Эти два дня, я много думала, и решила, что у меня не осталось другого выбора, как выйти замуж за Натана Давидовича. Я считала, что не имею права продавать мастерскую, приобретённую моими родителями. Значит, и выбора у меня, другого нет.
Рассказав об этом Глаше, она ничего не говоря, молча склонила голову. Решено было, что я это сделаю завтра, после обеда.
Проснувшись рано, как обычно в последние дни, мы с Глашей гладили бельё, и услышали, как к дому кто-то подъехал, а затем в дверь постучали.
Удивлённо переглянувшись со мной, Глаша пошла открывать. И вдруг запричитала, пропуская в дверь гостя. Он вошёл, испуганно глядя то на меня, то на Глашу.
Всё такой же красивый, он заботливо склонился над плачущей Глашей, и пытаясь её успокоить. Его сильное, мускулистое тело не скрывала тонкая рубаха, с засученными рукавами, открывающими вид на его крепкие, мускулистые руки.
Он взял Глашу за руки, медленно повёл к стулу, и усадив её, сам присел на корточки, напротив плачущей женщины. Натянувшаяся, при этом ткань на брюках, не скрывала его сильных, мускулистых ног.
Я стояла и смотрела, на этого богоподобного мужчину, не скрывая своего восхищения, забыв обо всех своих бедах. И о том, что я собиралась сделать, несколько минут назад.
Глава 11
Григорий
Как я не старался приехать пораньше к Авроре, у меня ничего не вышло. Из-за весенних дождей потекла крыша в доме сестры, и пришлось заново перекрывать, почти четверть крыши дома.
Вдвоём с зятем мы потратили почти шесть дней на то, чтобы пересмотреть всю черепицу на крыше, убирать битую, заменяя их на новые.
Это хорошо, что у сестры был некий запас черепицы, и не пришлось ничего покупать.
На следующий день, даже не отдохнув, я взял пилу и топор, и отправился в лес собирать сухих веток.
Проведя четыре дня в лесу, я насобирал нужное количество веток на дрова. Подогнав телегу, я загрузил их и увёз домой.
Ветки были сухие и некоторые сами ломались, а некоторые пришлось рубить и пилить.
Маме не нужно было ничего объяснять, она сама всё поняла. И почти через две недели, уложив в телегу мешочек муки, и кое-какие закатки, я на нагруженной дровами телеге, поехал к Авроре.
Перед глазами всплывало её, искрящееся радостью, лицо. И сердце моё замирало от её ослепительной красоты.
Вот он, долгожданный дом, который манил меня, как мотылька на свет. Я почти на ходу выпрыгнул из телеги, и в мгновение ока, словно взлетев по ступенькам вверх, очутился возле двери.

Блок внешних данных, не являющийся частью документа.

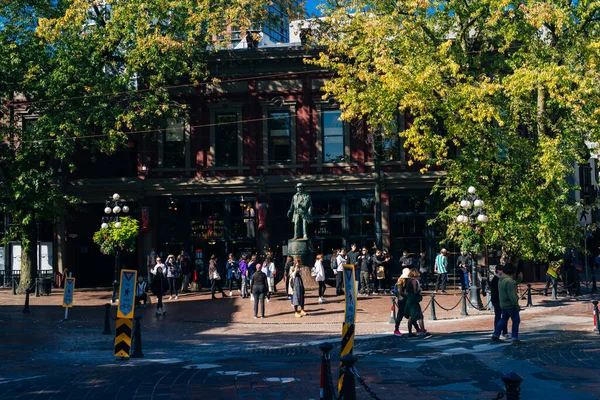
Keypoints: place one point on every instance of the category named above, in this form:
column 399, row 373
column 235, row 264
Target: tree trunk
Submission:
column 28, row 259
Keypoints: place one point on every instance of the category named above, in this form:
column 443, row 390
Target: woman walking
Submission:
column 298, row 295
column 401, row 297
column 214, row 276
column 319, row 272
column 259, row 290
column 159, row 288
column 413, row 307
column 173, row 272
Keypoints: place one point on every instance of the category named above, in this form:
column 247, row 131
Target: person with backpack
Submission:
column 159, row 288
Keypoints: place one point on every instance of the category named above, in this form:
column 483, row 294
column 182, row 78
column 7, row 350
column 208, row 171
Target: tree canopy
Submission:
column 501, row 94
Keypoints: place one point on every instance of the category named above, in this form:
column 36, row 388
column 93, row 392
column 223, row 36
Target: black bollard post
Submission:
column 26, row 308
column 347, row 388
column 529, row 300
column 432, row 316
column 464, row 307
column 512, row 385
column 596, row 317
column 393, row 311
column 326, row 388
column 107, row 320
column 137, row 338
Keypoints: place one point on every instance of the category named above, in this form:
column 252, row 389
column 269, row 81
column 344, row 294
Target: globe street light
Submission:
column 113, row 208
column 472, row 213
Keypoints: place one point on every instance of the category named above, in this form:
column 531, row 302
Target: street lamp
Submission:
column 113, row 208
column 472, row 212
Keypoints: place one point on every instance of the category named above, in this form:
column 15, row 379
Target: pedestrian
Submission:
column 243, row 265
column 159, row 288
column 552, row 274
column 259, row 290
column 185, row 263
column 440, row 268
column 319, row 274
column 401, row 296
column 289, row 261
column 233, row 274
column 496, row 299
column 270, row 271
column 173, row 273
column 340, row 260
column 215, row 277
column 464, row 264
column 509, row 302
column 298, row 296
column 364, row 261
column 140, row 291
column 424, row 271
column 413, row 311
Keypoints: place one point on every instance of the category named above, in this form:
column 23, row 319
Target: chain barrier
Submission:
column 364, row 384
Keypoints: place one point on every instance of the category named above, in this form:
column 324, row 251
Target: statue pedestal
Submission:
column 302, row 249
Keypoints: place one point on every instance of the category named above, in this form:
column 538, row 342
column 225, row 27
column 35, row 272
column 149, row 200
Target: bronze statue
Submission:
column 301, row 212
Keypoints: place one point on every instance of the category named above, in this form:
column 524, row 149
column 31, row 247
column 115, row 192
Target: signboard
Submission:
column 349, row 316
column 127, row 293
column 123, row 337
column 68, row 293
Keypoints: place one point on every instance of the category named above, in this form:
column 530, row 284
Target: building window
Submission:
column 333, row 137
column 174, row 144
column 279, row 138
column 226, row 140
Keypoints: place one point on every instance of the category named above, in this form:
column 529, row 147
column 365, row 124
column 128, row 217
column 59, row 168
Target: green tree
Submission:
column 95, row 71
column 502, row 95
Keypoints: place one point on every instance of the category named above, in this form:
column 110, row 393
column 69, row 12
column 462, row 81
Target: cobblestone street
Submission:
column 214, row 349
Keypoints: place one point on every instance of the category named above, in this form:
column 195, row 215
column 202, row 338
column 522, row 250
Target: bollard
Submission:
column 137, row 338
column 347, row 386
column 393, row 311
column 512, row 385
column 464, row 307
column 596, row 317
column 529, row 300
column 325, row 388
column 26, row 308
column 107, row 320
column 432, row 316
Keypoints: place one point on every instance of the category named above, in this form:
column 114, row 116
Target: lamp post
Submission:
column 472, row 213
column 113, row 208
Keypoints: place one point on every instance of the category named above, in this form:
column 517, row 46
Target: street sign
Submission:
column 127, row 293
column 349, row 316
column 123, row 337
column 68, row 293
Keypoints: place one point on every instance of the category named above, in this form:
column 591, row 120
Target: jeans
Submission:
column 364, row 281
column 513, row 314
column 339, row 283
column 498, row 316
column 173, row 286
column 259, row 296
column 322, row 288
column 443, row 277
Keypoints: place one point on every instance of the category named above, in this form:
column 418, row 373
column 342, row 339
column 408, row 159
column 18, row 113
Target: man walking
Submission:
column 441, row 269
column 509, row 302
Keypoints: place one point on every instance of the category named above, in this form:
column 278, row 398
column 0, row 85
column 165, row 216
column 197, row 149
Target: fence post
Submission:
column 393, row 311
column 529, row 300
column 348, row 389
column 464, row 306
column 432, row 316
column 326, row 389
column 596, row 317
column 137, row 338
column 107, row 320
column 512, row 384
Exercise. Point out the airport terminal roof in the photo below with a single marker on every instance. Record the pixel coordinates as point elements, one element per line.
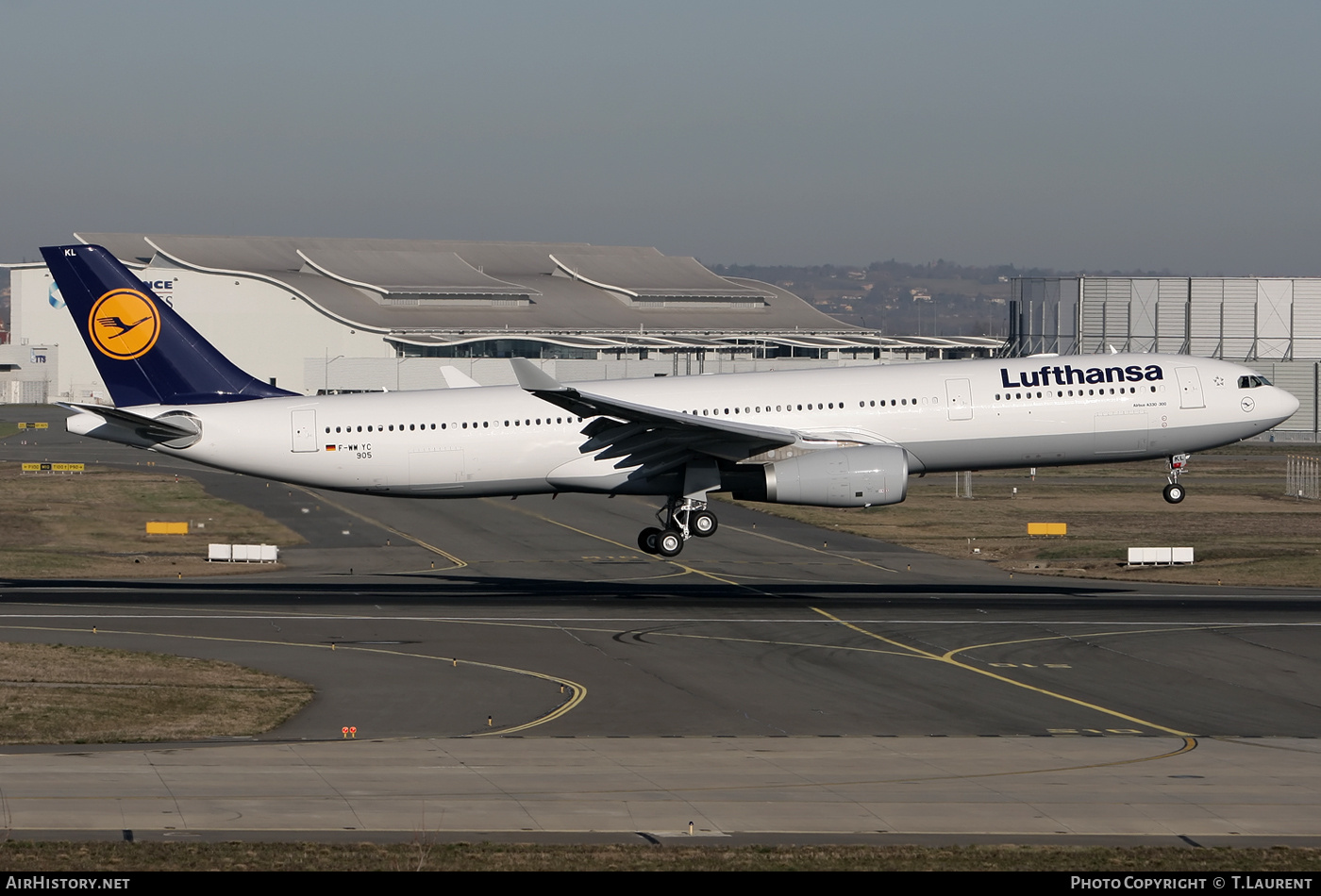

Дверь тут же открыла Глаша, словно поджидала меня. Я улыбаясь прошёл в дом, и тут Глаша зарыдала. Не зная, что и думать, и пытаясь успокоить рыдающую женщину, я проводил её в гостиную, и сел на корточки, напротив плачущей женщины.
В гостиную заглянула Аврора, и я хотел было спросить у неё, что произошло, но увидев её осунувшееся, бледное лицо и красные от слёз глаза, я лишь молча поклонился, и поздоровался с девушкой.
Налив в стакан воды, я направился ко всё ещё плачущей женщине. С трудом выпив воды, так как руки у Глаши дрожали, наконец-то она смогла выговорить:
- Дядя Авроры умер, а сын его отказался отдавать Авроре деньги, вырученные с продажи вещей, которые они с экспертом увезли от сюда.
Аврора тоже зарыдав, выбежала из гостиной. А я хотел было побежать за ней, но снова взяв за руки рыдающую женщину, и слегка потряхивая, я узнал, что других родственников у Авроры нет.
Мозг мой пытался переварить, полученную информацию. И то что я собирался сейчас предложить девушке, может показаться абсурдом. Но другого выхода я не видел, и уверенным шагом направился в комнату девушки.
Она лежала на кровати и плакала. Мне хотелось взять её на руки, высушить её слезы и успокоить. Но я двинулся к шкафу, и распахнув дверцы, громко сказал:
- Собирайте вещи, Вы поедете со мной, – и достав несколько платьев сразу, я положил их на кровать, и вышел в гостиную.
Глаша всё так же сидела на стуле и всхлипывала.
Подойдя к ней, я в двух словах объяснил ей, что надо делать. Женщина сначала с испугом взглянула на меня, а затем перекрестив, повела меня к сараю, где лежали доски.